There are a few options that can be useful for encoding JSON. If you would like the output to be nicely formatted, you can use the indent argument to json.dumps(). This causes the output to be pretty printed in a format similar to that with the pprint() function.
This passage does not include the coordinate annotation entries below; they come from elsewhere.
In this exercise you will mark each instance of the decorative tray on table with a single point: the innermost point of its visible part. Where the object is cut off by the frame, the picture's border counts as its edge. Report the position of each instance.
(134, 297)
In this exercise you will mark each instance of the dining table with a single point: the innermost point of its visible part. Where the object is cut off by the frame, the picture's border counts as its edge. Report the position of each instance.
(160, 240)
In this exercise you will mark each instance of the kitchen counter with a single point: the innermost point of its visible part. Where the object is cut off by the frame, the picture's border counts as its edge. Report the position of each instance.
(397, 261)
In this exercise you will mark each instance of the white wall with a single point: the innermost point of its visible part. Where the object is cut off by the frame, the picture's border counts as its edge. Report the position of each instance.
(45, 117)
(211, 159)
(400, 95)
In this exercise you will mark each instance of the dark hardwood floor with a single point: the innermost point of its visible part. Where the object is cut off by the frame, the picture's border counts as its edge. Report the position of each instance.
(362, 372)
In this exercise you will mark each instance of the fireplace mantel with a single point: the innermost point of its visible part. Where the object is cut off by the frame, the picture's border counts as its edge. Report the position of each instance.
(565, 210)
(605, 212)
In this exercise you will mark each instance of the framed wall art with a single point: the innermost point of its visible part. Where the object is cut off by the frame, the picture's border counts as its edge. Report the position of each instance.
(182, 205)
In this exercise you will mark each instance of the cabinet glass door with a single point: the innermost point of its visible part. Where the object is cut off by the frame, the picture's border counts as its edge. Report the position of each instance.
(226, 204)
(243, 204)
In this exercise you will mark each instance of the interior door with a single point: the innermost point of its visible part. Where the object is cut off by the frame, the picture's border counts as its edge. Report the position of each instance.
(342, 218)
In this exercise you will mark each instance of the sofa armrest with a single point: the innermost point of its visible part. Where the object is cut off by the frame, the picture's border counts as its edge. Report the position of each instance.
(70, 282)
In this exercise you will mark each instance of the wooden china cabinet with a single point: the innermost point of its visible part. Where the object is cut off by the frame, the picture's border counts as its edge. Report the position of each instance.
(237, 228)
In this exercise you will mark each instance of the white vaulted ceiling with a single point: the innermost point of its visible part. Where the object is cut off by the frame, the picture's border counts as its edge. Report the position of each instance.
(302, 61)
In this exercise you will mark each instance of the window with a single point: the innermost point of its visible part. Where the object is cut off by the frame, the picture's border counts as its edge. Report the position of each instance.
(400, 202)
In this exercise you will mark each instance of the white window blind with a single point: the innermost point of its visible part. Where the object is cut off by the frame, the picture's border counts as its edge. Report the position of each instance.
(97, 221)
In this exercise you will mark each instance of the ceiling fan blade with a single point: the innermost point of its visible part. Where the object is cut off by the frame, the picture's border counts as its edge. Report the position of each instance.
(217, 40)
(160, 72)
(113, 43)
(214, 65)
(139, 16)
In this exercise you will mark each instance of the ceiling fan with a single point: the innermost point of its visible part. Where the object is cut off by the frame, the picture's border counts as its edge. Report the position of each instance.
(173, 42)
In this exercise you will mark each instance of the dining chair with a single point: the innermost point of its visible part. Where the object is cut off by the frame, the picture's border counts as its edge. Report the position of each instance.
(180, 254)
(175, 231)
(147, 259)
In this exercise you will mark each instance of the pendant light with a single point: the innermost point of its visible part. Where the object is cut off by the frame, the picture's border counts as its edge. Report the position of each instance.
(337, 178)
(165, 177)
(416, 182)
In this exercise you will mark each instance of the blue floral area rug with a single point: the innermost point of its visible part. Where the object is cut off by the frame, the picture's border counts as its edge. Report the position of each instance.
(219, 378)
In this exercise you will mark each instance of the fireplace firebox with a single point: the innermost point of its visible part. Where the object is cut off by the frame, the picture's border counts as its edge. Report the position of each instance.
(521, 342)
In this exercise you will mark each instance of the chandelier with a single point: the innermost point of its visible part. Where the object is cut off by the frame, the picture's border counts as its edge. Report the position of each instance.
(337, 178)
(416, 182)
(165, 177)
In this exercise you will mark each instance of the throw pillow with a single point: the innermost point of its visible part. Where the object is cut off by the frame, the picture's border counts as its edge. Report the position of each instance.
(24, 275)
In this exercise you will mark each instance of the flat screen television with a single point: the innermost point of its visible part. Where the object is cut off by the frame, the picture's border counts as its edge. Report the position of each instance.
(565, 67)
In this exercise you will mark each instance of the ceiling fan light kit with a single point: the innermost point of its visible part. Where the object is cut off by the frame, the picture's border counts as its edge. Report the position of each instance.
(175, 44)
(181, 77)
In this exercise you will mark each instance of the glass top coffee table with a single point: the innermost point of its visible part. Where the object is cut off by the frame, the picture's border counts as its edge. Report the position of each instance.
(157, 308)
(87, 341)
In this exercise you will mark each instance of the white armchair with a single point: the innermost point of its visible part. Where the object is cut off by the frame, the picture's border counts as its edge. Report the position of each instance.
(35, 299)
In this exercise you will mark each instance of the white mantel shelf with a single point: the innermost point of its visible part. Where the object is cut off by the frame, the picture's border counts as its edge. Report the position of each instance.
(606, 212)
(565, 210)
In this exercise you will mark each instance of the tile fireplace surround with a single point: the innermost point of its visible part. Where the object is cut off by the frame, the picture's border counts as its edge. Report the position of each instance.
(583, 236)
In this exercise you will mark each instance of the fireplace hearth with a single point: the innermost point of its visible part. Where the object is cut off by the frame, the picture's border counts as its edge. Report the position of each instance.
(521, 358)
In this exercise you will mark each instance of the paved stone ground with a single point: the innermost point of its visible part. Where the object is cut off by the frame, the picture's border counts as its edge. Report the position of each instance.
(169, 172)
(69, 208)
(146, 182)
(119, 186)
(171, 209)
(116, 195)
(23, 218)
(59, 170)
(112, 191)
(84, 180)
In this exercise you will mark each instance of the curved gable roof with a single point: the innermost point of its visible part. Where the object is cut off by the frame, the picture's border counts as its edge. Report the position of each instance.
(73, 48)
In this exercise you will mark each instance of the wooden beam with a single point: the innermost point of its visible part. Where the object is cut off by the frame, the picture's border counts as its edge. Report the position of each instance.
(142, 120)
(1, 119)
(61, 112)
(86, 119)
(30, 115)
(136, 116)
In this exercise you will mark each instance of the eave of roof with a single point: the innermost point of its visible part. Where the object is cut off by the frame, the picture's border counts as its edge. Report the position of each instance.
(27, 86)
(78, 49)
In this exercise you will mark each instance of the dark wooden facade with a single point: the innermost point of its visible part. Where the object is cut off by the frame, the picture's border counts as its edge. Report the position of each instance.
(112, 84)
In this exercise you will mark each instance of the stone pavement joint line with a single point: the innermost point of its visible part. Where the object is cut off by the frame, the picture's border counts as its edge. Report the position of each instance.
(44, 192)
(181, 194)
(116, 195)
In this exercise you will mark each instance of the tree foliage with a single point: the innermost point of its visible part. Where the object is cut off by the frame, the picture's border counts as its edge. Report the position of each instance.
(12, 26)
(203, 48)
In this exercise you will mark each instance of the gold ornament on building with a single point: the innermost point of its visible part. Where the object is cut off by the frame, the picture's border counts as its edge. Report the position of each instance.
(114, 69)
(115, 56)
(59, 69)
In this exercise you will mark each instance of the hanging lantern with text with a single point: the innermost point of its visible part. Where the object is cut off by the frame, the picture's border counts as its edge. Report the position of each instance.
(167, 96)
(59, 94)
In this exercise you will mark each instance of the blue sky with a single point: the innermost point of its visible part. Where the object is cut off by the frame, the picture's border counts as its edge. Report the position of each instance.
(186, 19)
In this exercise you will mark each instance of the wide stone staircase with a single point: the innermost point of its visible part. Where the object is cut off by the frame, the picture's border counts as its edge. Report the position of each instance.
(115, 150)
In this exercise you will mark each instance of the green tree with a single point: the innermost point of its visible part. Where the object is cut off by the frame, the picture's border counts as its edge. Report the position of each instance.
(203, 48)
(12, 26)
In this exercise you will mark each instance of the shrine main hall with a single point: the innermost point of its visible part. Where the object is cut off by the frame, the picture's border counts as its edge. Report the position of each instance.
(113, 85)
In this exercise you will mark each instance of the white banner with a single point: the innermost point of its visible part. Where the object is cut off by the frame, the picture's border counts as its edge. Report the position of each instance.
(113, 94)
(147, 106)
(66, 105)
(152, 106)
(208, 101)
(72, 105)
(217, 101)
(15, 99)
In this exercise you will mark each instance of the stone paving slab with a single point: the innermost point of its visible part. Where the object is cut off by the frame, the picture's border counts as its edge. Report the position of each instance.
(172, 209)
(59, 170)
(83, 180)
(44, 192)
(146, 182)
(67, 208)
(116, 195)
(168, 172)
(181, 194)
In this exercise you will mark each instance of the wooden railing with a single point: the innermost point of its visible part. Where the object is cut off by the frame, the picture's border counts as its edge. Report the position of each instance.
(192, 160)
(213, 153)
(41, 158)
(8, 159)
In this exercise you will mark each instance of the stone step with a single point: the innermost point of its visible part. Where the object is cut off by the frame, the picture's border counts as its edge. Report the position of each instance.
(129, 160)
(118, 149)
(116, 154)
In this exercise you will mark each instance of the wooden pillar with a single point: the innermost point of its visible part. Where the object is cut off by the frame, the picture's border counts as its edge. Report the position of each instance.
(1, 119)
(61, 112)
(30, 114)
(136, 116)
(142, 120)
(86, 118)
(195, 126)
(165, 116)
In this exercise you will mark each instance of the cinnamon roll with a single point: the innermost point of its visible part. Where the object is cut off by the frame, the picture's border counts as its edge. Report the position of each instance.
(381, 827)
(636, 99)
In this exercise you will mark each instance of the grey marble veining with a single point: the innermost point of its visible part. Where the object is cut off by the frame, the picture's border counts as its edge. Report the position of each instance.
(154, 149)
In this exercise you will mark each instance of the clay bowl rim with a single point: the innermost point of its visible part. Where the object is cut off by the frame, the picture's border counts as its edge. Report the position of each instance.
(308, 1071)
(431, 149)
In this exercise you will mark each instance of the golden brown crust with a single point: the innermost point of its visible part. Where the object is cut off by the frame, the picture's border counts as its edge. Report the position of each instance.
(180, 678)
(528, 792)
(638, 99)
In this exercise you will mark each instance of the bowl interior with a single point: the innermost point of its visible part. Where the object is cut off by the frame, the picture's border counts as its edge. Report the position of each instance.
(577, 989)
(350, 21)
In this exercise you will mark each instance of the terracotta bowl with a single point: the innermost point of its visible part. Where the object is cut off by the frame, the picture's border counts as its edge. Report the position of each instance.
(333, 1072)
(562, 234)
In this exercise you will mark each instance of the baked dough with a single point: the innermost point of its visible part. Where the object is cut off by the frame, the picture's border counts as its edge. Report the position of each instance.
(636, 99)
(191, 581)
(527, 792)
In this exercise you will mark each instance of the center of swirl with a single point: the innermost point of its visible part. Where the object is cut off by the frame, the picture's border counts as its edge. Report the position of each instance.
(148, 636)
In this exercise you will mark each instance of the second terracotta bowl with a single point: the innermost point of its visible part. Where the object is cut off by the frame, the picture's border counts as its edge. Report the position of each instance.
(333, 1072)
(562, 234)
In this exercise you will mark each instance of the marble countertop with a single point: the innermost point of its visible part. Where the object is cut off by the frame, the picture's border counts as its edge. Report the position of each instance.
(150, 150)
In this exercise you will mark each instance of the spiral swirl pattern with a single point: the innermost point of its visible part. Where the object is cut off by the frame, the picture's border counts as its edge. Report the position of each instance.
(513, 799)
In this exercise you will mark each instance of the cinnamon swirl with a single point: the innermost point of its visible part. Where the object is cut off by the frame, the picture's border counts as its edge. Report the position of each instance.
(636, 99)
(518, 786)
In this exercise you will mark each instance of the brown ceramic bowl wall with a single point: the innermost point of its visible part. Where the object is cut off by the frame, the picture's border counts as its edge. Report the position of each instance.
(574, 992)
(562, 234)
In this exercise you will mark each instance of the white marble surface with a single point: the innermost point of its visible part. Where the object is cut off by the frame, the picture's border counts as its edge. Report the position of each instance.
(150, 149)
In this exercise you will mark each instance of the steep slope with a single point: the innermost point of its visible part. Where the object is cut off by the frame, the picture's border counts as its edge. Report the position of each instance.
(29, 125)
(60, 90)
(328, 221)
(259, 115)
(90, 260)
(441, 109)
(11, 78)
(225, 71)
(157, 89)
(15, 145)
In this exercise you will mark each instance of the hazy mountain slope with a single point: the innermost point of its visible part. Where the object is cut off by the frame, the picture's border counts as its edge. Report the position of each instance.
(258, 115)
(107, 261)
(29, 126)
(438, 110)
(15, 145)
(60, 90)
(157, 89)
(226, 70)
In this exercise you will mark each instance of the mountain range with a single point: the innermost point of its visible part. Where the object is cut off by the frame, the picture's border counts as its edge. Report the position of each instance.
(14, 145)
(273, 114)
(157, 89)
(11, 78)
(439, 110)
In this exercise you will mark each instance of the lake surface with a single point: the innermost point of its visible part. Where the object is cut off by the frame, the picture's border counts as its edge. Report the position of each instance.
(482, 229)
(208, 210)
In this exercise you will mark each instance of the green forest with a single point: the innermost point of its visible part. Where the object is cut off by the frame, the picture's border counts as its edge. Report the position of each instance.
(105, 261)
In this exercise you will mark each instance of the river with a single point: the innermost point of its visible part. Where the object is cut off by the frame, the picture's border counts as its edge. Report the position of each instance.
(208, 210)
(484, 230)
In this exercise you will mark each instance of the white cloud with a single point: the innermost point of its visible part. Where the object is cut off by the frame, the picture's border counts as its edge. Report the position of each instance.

For example:

>>> import json
>>> data = {
... 'name': 'PDVS',
... 'shares': 500,
... 'price': 1137.87
... }
>>> data
{'name': 'PDVS', 'shares': 500, 'price': 1137.87}
>>> json.dumps(data)
'{"name": "PDVS", "shares": 500, "price": 1137.87}'
>>> print(json.dumps(data))
{"name": "PDVS", "shares": 500, "price": 1137.87}
>>> print(json.dumps(data, indent=4))
{
    "name": "PDVS",
    "shares": 500,
    "price": 1137.87
}

If you want the keys to be sorted on output, use the sort_keys argument:

>>> data
{'name': 'PDVS', 'shares': 500, 'price': 1137.87}
>>> json.dumps(data, sort_keys=True)
'{"name": "PDVS", "price": 1137.87, "shares": 500}'
>>> print(json.dumps(data, sort_keys=True))
{"name": "PDVS", "price": 1137.87, "shares": 500}
>>> print(json.dumps(data, sort_keys=True, indent=4))
{
    "name": "PDVS",
    "price": 1137.87,
    "shares": 500
}

Instances are not normally serializable as JSON. For example:

>>> import json
>>> class Point:
...     def __init__(self, x, y):
...         self.x = x
...         self.y = y
... 
>>> p = Point(2, 3)
>>> json.dumps(p)
Traceback (most recent call last):
  File "<stdin>", line 1, in <module>
  File "/usr/local/lib/python3.6/json/__init__.py", line 231, in dumps
    return _default_encoder.encode(obj)
  File "/usr/local/lib/python3.6/json/encoder.py", line 199, in encode
    chunks = self.iterencode(o, _one_shot=True)
  File "/usr/local/lib/python3.6/json/encoder.py", line 257, in iterencode
    return _iterencode(o, 0)
  File "/usr/local/lib/python3.6/json/encoder.py", line 180, in default
    o.__class__.__name__)
TypeError: Object of type 'Point' is not JSON serializable

If you want to serialize instances, you can supply a function that takes an instance as input and returns a dictionary that can be serialized. For example:

# json_c.py

import json

# (c) Encoding instances

print('Encoding instances ... \n')

class Point:
    def __init__(self, x, y):
        self.x = x
        self.y = y

def serialize_instance(obj):
    d = { '__classname__' : type(obj).__name__ }
    d.update(vars(obj))
    return d

p = Point(3,4)
s = json.dumps(p, default=serialize_instance, indent=4)
print(s)

The output for $ python3.6 json_c.py is:

Encoding instances ... 

{
    "__classname__": "Point",
    "x": 3,
    "y": 4
}

If you want to get an instance back, you could write code like this:

# json_d.py

import json

# (d) Decoding instances

print('Decoding instances ... \n')

class Point:
    def __init__(self, x, y):
        self.x = x
        self.y = y

def serialize_instance(obj):
    d = { '__classname__' : type(obj).__name__ }
    d.update(vars(obj))
    return d

def unserialize_object(d):
    clsname = d.pop('__classname__', None)
    if clsname:
        cls = classes[clsname]
        obj = cls.__new__(cls)    # Make instance without 
                                  # calling __init__
        for key, value in d.items():
            setattr(obj, key, value)
        return obj
    else:
        return d

classes = {
    'Point' : Point
}

p = Point(3,4)
s = json.dumps(p, default=serialize_instance, indent=4)
print(s)

a = json.loads(s, object_hook=unserialize_object)
print(a)
print(a.x)
print(a.y)

The output for $ python3.6 json_d.py is:

Decoding instances ... 

{
    "__classname__": "Point",
    "x": 3,
    "y": 4
}
<__main__.Point object at 0x7f7e8eb0fef0>
3
4

The json module has a variety of other options for controlling the low-level interpretation of numbers, special values such as NaN, and more. Consult the documentation here for further details.